18 July 2013 While Côte d'Ivoire is on the right path following a violent post-election crisis in 2011, threats to its peace and political stability should not be underestimated, a senior United Nations official today said, urging the Security Council to extend the UN Mission in the country, known as UNOCI.
“UNOCI's presence in Côte d'Ivoire remains essential, particularly with respect to its core priorities of protecting civilians, disarmament, demobilization and reintegration of former combatants, and security sector reform,” Under-Secretary-General for Peacekeeping Operations Hervé Ladsous told the 15-member Council.
Presenting Secretary-General Ban Ki-moon's latest report on the West African country, Mr. Ladsous praised President Alassane Outtara and his Government for taking “signing steps” to tackle many of the challenges facing the country. Among these, he noted the disarmament, demobilization and reintegration of some 65,000 former combatants.
He cautioned, however, that the former combatants “could become a threat to human rights and stability in Ivory Coast and the sub-region, as they are more likely to pick up arms again should the opportunity arise.”
Summarizing the other key aspects of the report, Mr. Ladsous called on all Ivoirians to resolve their political difference peacefully and stressed his concern over the country's political fragmentation.

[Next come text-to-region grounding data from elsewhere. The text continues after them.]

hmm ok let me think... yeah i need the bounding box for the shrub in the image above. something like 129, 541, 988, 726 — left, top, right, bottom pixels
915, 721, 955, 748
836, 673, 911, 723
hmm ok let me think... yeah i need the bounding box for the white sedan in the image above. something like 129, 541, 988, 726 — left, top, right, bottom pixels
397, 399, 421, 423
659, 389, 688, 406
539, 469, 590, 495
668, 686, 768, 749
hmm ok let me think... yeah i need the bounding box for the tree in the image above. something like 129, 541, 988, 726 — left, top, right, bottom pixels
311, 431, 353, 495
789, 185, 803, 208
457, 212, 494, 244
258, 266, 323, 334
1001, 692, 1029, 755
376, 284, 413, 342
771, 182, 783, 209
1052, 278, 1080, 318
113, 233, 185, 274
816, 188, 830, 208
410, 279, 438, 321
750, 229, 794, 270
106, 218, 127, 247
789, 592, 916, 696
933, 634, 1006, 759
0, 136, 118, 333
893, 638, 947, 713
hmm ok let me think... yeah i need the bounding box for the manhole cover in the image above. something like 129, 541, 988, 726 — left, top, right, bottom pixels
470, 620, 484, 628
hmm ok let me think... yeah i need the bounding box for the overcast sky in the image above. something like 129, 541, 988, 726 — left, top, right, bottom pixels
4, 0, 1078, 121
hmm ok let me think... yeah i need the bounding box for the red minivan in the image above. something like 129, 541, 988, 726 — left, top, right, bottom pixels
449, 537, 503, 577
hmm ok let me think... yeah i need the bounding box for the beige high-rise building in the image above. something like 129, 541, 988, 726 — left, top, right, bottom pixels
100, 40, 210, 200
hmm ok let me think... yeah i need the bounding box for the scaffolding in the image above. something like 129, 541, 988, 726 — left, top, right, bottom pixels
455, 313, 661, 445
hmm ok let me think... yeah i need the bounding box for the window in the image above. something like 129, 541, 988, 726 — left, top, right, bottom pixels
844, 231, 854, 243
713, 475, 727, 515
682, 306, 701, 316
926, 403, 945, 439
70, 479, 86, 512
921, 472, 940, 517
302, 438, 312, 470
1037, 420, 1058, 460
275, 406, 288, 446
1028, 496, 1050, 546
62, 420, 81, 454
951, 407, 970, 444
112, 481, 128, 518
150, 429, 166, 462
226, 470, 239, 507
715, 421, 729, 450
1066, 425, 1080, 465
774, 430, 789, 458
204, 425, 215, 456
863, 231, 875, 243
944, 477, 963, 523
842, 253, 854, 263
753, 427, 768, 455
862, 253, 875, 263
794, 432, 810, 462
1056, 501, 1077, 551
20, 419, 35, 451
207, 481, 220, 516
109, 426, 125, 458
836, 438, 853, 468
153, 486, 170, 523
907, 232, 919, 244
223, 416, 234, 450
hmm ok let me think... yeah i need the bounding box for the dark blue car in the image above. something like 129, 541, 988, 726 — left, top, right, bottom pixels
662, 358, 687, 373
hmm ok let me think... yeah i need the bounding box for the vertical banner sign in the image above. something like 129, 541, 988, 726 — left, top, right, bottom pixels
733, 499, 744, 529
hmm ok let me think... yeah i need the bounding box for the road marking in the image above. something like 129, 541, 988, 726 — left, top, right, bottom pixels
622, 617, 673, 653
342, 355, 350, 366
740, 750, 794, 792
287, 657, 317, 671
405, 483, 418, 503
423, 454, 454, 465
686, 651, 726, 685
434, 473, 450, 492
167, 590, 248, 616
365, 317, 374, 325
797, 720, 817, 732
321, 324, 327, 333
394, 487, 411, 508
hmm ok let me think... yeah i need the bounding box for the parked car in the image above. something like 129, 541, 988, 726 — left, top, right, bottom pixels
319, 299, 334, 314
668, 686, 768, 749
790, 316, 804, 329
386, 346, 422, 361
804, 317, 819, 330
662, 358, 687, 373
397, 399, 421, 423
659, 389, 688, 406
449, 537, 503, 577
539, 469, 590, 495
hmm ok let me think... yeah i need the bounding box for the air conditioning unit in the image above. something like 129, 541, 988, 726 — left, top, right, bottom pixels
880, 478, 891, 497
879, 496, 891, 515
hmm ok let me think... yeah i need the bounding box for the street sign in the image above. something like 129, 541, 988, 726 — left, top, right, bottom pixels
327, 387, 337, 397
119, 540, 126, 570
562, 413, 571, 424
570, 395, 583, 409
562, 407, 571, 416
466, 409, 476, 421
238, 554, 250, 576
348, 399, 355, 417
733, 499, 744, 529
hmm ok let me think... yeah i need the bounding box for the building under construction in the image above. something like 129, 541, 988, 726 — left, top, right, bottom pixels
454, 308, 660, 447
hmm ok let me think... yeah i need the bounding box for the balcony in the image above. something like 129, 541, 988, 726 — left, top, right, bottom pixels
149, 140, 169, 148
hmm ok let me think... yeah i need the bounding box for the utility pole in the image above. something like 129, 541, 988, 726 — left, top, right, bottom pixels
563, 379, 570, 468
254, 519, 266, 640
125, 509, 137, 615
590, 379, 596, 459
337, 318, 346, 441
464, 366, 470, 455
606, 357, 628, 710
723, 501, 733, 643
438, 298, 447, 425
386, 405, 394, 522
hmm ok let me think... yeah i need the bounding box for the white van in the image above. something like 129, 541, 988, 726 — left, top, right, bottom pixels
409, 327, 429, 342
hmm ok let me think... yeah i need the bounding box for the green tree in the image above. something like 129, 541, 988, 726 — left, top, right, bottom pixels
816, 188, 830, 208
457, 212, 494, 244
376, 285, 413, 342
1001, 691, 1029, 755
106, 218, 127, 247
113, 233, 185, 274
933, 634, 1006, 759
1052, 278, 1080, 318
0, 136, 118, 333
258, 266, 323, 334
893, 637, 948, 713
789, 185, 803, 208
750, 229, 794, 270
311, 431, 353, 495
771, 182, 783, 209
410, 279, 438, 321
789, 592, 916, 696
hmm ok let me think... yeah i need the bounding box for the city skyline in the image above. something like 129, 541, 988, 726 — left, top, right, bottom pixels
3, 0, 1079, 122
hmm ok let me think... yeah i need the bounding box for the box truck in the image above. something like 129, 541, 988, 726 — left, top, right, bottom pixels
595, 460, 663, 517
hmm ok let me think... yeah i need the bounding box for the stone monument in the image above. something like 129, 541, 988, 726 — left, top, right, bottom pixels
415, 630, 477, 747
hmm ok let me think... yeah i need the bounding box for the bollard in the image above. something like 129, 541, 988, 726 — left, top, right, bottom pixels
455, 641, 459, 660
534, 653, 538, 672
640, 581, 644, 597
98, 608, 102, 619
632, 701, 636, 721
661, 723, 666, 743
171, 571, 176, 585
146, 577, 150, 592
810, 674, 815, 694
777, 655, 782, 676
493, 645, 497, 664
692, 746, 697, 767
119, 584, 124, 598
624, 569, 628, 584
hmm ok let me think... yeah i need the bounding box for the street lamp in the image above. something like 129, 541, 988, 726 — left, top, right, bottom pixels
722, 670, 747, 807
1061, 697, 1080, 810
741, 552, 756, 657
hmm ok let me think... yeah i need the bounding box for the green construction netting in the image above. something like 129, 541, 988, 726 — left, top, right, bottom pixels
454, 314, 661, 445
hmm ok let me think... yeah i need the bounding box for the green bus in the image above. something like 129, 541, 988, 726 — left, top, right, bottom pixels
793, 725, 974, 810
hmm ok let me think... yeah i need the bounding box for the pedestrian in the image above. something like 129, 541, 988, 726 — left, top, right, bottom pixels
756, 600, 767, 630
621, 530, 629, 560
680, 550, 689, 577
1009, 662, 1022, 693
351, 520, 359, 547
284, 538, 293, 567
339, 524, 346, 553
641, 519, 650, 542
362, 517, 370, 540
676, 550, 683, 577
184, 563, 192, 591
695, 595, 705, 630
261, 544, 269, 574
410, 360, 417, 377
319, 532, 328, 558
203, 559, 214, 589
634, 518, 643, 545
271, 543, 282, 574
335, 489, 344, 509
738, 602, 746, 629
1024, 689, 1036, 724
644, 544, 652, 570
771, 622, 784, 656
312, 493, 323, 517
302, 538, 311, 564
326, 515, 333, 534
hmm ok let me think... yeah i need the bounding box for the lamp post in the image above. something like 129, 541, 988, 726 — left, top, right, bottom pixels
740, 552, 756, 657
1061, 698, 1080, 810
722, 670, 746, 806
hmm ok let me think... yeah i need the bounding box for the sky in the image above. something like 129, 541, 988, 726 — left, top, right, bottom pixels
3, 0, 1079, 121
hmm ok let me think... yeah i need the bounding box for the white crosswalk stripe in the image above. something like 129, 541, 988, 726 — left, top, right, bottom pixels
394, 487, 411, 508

In the report, Mr. Ban said: “I therefore urge the Government and the former ruling party to resume discussions, while continuing dialogue with other parties, to pave the way for the political reconciliation that will be essential as we move towards a new electoral cycle in 2015.” He also notes the upcoming presidential and legislative elections will be a “litmus test for the country.”
Côte d'Ivoire's 2010 presidential election, meant to be the culminating point in a long-running UN peace process, resulted in months of violence when former President Laurent Gbagbo refused to step down after losing to Alassane Ouattara. Mr. Gbagbo finally surrendered the following April.

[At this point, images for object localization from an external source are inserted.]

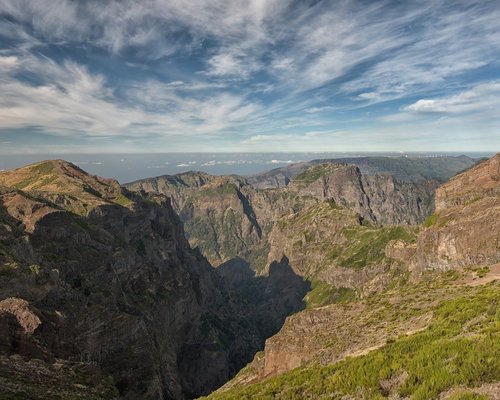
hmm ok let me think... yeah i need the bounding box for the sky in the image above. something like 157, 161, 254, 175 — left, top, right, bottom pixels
0, 0, 499, 154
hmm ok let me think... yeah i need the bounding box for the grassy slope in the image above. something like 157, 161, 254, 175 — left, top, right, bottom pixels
0, 160, 133, 216
206, 280, 499, 400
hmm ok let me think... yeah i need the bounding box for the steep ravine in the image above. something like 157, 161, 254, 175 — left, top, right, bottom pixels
125, 158, 453, 272
0, 155, 487, 399
0, 161, 308, 399
205, 153, 500, 399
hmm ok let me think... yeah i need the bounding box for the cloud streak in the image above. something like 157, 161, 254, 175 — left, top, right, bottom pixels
0, 0, 499, 151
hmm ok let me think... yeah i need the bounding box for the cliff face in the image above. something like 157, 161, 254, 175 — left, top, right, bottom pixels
265, 201, 417, 297
207, 154, 500, 399
126, 161, 437, 273
0, 161, 264, 399
389, 154, 500, 273
127, 173, 318, 270
289, 163, 436, 225
247, 155, 476, 188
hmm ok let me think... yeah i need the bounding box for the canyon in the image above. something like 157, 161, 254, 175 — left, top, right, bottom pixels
0, 154, 498, 400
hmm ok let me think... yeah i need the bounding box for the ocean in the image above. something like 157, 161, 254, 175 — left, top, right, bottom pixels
0, 152, 494, 183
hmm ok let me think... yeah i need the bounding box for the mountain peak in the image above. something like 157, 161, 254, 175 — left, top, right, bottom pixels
0, 159, 132, 214
0, 159, 96, 191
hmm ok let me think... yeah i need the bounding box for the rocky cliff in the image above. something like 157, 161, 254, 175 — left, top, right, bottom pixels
126, 160, 440, 273
0, 161, 270, 399
247, 155, 476, 188
388, 153, 500, 273
206, 154, 500, 400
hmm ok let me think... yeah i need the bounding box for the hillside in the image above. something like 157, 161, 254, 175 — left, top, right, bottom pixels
0, 155, 498, 400
205, 153, 500, 399
206, 279, 499, 400
389, 153, 500, 273
0, 160, 132, 215
0, 161, 292, 399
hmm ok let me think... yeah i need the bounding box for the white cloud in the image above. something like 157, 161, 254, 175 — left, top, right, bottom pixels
0, 53, 264, 138
0, 55, 20, 71
339, 3, 500, 102
3, 0, 499, 94
1, 0, 499, 152
406, 82, 500, 114
205, 52, 260, 79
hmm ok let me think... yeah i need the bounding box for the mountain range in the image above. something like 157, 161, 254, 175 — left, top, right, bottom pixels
0, 154, 498, 399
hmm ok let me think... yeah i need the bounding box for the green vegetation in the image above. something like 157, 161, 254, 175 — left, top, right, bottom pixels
206, 284, 500, 400
475, 266, 491, 278
293, 164, 340, 185
28, 264, 40, 275
13, 175, 39, 190
31, 175, 59, 189
291, 200, 344, 226
305, 280, 357, 308
464, 196, 482, 206
422, 213, 451, 229
272, 201, 418, 280
335, 226, 417, 269
113, 192, 133, 207
31, 161, 56, 175
10, 162, 57, 189
423, 213, 437, 227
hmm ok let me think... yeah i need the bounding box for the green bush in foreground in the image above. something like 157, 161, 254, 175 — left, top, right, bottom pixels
206, 284, 499, 400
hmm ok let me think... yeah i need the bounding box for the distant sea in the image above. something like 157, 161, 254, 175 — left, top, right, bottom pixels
0, 152, 494, 183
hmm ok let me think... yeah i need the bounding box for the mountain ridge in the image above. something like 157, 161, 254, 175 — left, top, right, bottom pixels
205, 153, 500, 399
0, 154, 498, 399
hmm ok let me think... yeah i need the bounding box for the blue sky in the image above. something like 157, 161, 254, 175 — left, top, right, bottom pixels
0, 0, 499, 153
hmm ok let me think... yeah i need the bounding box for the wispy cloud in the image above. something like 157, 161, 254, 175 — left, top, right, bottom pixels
0, 53, 264, 138
0, 0, 499, 152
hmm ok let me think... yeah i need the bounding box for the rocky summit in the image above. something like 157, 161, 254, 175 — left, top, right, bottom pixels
0, 155, 499, 400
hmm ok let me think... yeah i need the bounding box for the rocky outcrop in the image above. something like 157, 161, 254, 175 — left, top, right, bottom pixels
0, 298, 51, 362
435, 153, 500, 211
289, 163, 436, 225
0, 297, 41, 335
388, 153, 500, 274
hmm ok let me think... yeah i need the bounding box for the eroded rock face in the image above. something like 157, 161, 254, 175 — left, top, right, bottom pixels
126, 162, 437, 273
435, 153, 500, 211
388, 154, 500, 274
289, 163, 437, 225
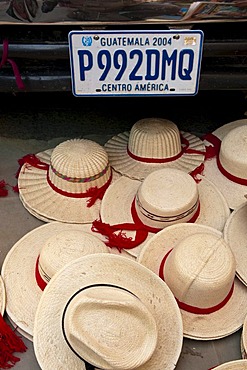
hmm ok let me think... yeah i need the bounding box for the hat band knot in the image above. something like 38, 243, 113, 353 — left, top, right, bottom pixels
204, 133, 247, 186
127, 134, 205, 164
159, 249, 234, 315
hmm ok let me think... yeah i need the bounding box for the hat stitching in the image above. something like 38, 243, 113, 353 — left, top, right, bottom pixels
158, 248, 235, 315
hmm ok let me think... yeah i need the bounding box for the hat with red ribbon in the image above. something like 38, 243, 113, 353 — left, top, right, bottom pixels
203, 119, 247, 210
104, 117, 206, 181
138, 222, 247, 340
17, 138, 120, 223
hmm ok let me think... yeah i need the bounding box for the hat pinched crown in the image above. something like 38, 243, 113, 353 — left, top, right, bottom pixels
62, 285, 158, 369
163, 233, 236, 313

In a key milestone earlier this year, the country successfully held regional and municipal elections. These demonstrated the ability of national authorities and security forces to assume responsibility for organizing the safeguarding the voting process and the commitment of citizens to the democratic process, the report noted commending the vote.
In his summary of Mr. Ban's report, Mr. Ladsous noted the positive work of the Dialogue, Truth and Reconciliation Commission which is due to end in September. He urged officials to promote further efforts to combat impunity to ensure that those responsible for serious violations of human rights and international humanitarian law be brought to justice irrespective of their political affiliation.
Security – while improved – remains a concern for the country, particularly along the border with Liberia. During a quadripartite meeting in April, the two Governments agreed to enhance their presences at the border area and to take steps to strengthen security and reinforce humanitarian coordination. These efforts are supported by UNOCI and the UN Mission in Liberia (UNMIL).
Other threats detailed by Mr. Ladsous include the presence of mercenaries, former combatants and other armed elements; the uncontrolled circulation of weapons; criminal activities; and, violence between communities remain of concern, as well as piracy in the Gulf of Guinea, drug trafficking and organized crime.
The UN peacekeeping chief praised UNOCI's efforts to enhance protection of civilians, including through increased civilian field presence and contacts with local authorities.
Mr. Ladsous also noted that while the Secretary-General's report proposed benchmarks to measure the country's progress towards long-term stability and to prepare for a potential transition, “it is still too early to predict when UNOCI will start its transition.”